Helping the MoD's Defence Infrastructure Organisation (DIO) choose and develop NEC3 contracts for their £3.5bn pa spend Next Generation Estates Contracts.

The Defence Infrastructure Organisation (DIO) spends circa £3.5bn per annum on maintaining and improving the Defence Estate. They realised that the way in which they procured these services could potentially be improved by adopting the NEC3 Term Services Contracts (TSC) for facilities management contracts including minor improvement projects and the NEC3 Engineering and Construction Contract (ECC) for their capital works. However, they were not even sure if the NEC3 family was suitable for their requirements and, if it was, realised that they lacked the internal expertise to develop NEC3 contract documents without external help.

The Solution

Jon was brought in with his deliverables broken down into three assignments :

  1. Provide two days bespoke training on both the ECC and TSC to inform DIO’s decision in principle on whether to adopt the NEC3 family of contracts or not. They decided to.
  2. Lead two separate workshops for the Capital Works Frameworks and facilities management streams, acting as a knowledgeable facilitator, to help develop the implementation strategy and identify actions needed to move from it being a good idea to an effective implementation program.
  3. Provide consultancy support to the two project teams. This involved :
  • Drafting the more management orientated additional conditions of contract
  • Reviewing the more legalistic additional conditions of contract
  • Providing guidance and acting as a sounding board as the supporting contract documents and selection process were developed.

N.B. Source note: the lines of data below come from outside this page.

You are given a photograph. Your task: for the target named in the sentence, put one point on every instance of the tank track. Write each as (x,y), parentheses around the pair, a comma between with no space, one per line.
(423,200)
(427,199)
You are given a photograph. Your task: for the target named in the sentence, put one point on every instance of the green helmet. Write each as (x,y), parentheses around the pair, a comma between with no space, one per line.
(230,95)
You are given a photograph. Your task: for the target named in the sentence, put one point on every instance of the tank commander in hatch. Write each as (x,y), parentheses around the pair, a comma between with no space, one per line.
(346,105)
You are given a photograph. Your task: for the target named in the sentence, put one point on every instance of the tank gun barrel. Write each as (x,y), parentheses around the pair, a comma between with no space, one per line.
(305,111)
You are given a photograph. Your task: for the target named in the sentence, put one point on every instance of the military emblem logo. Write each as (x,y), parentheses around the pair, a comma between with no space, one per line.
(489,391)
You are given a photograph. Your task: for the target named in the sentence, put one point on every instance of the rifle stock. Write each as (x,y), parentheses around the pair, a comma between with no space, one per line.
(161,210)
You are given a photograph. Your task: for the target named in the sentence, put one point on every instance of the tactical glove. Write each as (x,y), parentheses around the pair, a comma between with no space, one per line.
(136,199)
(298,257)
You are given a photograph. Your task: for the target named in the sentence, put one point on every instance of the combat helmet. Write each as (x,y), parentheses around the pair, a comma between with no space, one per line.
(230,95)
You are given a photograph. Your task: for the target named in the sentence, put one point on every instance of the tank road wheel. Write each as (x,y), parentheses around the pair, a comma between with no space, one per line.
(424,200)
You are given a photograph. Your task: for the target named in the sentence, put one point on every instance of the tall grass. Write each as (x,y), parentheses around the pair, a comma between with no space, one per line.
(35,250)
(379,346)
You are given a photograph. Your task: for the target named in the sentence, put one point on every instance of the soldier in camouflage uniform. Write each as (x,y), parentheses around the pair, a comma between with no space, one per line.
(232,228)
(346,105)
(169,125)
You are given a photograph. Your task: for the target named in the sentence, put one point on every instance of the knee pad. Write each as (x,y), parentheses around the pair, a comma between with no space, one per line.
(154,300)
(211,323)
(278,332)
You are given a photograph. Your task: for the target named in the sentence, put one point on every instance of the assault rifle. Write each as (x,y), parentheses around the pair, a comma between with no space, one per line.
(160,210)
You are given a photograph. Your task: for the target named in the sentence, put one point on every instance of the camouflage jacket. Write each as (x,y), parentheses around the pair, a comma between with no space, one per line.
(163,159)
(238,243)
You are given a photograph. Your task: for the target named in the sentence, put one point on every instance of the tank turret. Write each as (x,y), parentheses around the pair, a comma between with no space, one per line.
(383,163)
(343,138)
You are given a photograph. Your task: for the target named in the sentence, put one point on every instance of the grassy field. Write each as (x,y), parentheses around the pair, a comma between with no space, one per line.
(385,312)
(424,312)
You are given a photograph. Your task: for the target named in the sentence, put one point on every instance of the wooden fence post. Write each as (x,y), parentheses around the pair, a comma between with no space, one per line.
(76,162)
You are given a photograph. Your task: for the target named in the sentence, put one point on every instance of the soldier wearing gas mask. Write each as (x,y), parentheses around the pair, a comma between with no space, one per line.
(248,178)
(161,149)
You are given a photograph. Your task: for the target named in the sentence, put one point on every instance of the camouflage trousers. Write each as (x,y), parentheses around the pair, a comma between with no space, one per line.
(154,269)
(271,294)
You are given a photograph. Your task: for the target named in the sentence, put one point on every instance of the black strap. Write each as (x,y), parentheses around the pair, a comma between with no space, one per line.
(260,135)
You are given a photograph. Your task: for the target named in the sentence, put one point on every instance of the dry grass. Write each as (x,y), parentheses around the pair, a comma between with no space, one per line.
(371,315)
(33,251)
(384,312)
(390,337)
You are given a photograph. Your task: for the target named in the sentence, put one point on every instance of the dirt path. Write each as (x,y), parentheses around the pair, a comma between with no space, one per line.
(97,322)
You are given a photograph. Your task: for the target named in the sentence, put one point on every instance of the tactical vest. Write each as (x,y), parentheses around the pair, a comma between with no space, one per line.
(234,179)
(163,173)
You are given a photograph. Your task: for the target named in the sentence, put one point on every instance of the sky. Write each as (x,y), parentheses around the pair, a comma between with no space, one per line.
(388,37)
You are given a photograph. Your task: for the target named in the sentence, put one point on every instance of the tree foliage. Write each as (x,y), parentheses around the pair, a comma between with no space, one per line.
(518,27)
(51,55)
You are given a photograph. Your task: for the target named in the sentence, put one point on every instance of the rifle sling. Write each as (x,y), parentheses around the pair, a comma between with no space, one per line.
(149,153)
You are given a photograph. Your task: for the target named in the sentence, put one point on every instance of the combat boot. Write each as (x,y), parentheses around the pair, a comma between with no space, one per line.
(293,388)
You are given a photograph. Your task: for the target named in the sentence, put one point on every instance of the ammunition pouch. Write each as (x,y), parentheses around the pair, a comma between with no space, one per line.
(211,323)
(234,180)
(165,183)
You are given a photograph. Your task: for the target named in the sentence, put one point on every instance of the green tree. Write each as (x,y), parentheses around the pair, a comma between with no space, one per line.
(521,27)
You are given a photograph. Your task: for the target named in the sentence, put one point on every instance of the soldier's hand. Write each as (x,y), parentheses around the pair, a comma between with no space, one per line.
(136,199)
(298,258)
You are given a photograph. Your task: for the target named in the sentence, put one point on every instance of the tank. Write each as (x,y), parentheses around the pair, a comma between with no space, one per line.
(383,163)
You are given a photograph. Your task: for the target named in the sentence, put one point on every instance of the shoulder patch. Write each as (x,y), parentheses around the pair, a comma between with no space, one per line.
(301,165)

In addition, a later requirement came out for basic eLearning on NEC3. This led to the development of the ‘NEC3 in an hour’ eLearning from BuiltIntelligence bought via Crown Commercial Services.

The Result

The first two assignments were successfully completed. While the third assignment was completed, to some extent it got bogged down in internal politics with the MoD’s internal lawyers wanting to reverting to type i.e. producing a contract which put all risk on the contractors using legalistic clauses: an approach which had not worked in the past under their GC Works or DEFCON contracts and which was the catalyst for them to consider the NEC in the first place! As a result, the final contracts were not all that Jon and other MoD stakeholders had aspired to.